金水叔好几日都没再出过牛车,一直被翰音租用着,县里织造坊的棉花籽被翰音运了个空,看门老头喜笑颜开。
村里的人想去县里采买也没了代步工具,只看见翰音赶着牛车从县里拉东西回来,一天一趟,连着拉了五六日,这会儿封家院儿都已经被堆满了。
村民们听闻封家的蘑菇长出来了,便一个接一个的跑去草屋看,看完后无不称奇,紧接着便是对郁屏赞不绝口的夸赞,且明里暗里想打探出种植技术。
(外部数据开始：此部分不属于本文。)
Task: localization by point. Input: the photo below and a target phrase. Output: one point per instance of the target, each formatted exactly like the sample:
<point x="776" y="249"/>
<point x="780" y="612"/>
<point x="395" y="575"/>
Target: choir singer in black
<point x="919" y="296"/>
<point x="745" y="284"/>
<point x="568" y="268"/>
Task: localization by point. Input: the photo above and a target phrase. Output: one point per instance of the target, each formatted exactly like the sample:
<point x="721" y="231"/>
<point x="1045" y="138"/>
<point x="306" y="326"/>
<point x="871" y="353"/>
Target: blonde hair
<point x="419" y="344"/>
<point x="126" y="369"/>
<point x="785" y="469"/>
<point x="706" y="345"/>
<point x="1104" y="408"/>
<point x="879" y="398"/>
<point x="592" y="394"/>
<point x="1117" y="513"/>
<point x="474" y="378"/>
郁屏倒是没藏着掖着,将种植心得和流程同大家伙讲解了一遍,可众人听得云里雾里,没能抓住一点要素。
然后树下扎堆的话题又变了:人家自己还没尝到甜头,岂能容咱们再分一杯羹。
闲言碎语飘不进忙碌的封家人耳朵里,他们只管埋头干活,就连封季同寄来的家信都迟迟没人看。
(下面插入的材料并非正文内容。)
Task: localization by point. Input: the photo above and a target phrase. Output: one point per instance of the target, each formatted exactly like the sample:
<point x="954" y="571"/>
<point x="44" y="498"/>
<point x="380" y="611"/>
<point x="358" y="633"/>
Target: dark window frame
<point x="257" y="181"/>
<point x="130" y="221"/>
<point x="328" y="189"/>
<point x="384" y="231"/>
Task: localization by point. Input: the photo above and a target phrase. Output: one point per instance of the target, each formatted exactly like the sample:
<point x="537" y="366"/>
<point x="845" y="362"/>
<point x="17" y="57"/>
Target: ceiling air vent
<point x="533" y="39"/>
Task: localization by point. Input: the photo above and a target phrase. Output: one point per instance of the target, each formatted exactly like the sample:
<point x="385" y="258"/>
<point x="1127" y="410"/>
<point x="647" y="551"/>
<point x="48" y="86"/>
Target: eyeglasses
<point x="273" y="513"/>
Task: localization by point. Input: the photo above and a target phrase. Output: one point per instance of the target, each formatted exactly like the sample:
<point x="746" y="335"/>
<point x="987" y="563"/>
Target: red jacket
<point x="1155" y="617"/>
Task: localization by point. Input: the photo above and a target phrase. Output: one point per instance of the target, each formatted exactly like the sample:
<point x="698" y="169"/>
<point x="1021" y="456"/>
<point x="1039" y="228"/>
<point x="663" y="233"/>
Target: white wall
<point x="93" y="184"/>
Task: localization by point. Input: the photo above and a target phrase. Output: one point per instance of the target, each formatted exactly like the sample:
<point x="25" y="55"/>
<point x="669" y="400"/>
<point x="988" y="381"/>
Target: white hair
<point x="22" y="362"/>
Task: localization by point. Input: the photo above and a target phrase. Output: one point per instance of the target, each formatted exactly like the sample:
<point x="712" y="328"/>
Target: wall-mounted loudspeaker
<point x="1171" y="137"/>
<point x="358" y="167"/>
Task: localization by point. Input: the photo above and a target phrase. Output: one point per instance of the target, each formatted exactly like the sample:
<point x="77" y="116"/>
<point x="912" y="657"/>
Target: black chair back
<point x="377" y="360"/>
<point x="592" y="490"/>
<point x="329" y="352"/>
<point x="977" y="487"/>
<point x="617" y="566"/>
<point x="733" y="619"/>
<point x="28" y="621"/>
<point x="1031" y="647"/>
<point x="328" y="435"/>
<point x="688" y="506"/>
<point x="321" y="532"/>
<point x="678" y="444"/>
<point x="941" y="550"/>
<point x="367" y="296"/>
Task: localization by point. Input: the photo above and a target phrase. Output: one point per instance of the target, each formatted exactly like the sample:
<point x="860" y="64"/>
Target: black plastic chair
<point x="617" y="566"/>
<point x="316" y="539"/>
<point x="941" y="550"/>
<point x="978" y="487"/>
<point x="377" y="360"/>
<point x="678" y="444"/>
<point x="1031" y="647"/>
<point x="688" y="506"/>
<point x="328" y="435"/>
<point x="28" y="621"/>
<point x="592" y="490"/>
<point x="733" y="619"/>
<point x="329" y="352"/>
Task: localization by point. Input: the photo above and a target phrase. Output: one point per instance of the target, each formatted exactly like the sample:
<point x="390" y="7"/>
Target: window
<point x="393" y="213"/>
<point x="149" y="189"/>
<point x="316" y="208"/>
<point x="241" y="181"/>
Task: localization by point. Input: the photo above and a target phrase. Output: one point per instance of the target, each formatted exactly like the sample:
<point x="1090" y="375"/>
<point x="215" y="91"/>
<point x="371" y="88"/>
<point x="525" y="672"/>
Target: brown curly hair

从渭水县到北境的信件多说五六日一个来回,封季同距上次寄信已经时隔了近半个月,信差都来了好几回,可每每都没有信件派发到他手里。
封季同只以为信件在途中遗失,于是又重写了一封交给信差。
又等了半个月,可还是没有收到回信,他以为是家中出了什么大事,不得已只能去问同村的士兵。
兰英婶的儿子也在营中,其母亲先前在信中有提到过,说是封家夫郎高价租用了他们家废弃的牛棚。
但也只是交代了这么一句。
这下封季同才明白过来,怕是蘑菇真长出来了,租用牛棚是为了增产,想来也是近期家中太忙,翰音也顾不得写信了。